Ritchie Marina, Sajjadi Seyed Ahmad, Grill Joshua D
UC Irvine Institute for Memory Impairments and Neurological Disorders (MR, SAS); Department of Neurobiology and Behavior (MR); Department of Neurology (SAS); and Department of Psychiatry and Human Behavior, University of California, Irvine.
Neurol Clin Pract. 2024 Apr;14(2):e200230. doi: 10.1212/CPJ.0000000000200230. Epub 2024 Jan 5.
The recent FDA approval of amyloid-lowering drugs is changing the landscape of Alzheimer disease (AD) clinical practice. Previously, genetic testing was not recommended in the care of people with AD because of limited clinical utility. With the advent of amyloid-lowering drugs, genotype will play an important role in guiding treatment recommendations. Recent clinical trials have reported strong associations between genotype and the safety and possibly the efficacy of amyloid-lowering drugs. Therefore, a clinical workflow that includes biomarker and genetic testing should be implemented to provide patients with the opportunity to make informed decisions and instruct safety monitoring for clinicians. Pretest consent, education, and counseling will be an essential aspect of this process for patients and their family members to understand the implications of these tests and their results. Given that the approved amyloid-lowering drugs are indicated for patients with mild cognitive impairment or mild dementia with biomarker evidence of AD, biomarker testing should be performed before genetic testing and genetic testing should only be performed in patients interested in treatment with amyloid-lowering drugs. It is also important to consider other implications of genetic testing, including burden on and need for additional training for clinicians, the role of additional providers, and the potential challenges for patients and families.

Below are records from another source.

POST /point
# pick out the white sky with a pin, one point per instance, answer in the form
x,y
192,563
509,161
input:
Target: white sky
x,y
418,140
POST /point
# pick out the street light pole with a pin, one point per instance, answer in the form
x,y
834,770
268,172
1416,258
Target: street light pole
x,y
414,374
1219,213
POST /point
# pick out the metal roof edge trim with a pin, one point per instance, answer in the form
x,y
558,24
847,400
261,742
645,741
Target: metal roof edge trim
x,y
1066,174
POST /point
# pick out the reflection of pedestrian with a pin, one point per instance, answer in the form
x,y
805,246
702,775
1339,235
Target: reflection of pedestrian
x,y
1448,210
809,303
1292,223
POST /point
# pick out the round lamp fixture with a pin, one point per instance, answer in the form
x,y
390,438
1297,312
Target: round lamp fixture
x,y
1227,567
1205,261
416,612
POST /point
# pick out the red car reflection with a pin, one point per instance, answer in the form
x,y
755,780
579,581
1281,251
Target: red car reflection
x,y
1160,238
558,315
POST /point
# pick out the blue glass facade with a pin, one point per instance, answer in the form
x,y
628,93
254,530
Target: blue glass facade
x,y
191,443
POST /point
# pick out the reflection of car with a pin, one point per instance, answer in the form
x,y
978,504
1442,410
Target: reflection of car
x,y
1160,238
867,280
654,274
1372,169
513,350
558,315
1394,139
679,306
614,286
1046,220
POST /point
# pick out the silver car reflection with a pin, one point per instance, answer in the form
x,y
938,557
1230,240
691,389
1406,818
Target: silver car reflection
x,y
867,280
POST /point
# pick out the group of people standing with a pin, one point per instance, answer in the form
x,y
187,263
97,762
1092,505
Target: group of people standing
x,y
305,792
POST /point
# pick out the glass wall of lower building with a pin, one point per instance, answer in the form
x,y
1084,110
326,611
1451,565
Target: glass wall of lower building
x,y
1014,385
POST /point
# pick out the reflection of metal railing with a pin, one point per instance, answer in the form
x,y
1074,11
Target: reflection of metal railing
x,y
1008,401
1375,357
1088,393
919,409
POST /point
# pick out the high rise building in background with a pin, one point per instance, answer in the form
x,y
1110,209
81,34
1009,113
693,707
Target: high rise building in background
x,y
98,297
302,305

美国食品药品监督管理局(FDA)近期对降低淀粉样蛋白药物的批准正在改变阿尔茨海默病(AD)临床实践的格局。以前,由于临床效用有限,不建议在AD患者的护理中进行基因检测。随着降低淀粉样蛋白药物的出现,基因类型将在指导治疗建议方面发挥重要作用。最近的临床试验报告了基因类型与降低淀粉样蛋白药物的安全性以及可能的疗效之间的密切关联。因此,应实施包括生物标志物和基因检测在内的临床工作流程,为患者提供做出明智决策的机会,并指导临床医生进行安全监测。检测前的同意、教育和咨询将是这一过程的重要方面,以便患者及其家属了解这些检测及其结果的含义。鉴于已批准的降低淀粉样蛋白药物适用于有AD生物标志物证据的轻度认知障碍或轻度痴呆患者,应在基因检测之前进行生物标志物检测,并且基因检测仅应在有兴趣接受降低淀粉样蛋白药物治疗的患者中进行。考虑基因检测的其他影响也很重要,包括对临床医生的负担和额外培训的需求、其他医疗服务提供者的作用以及对患者和家庭的潜在挑战。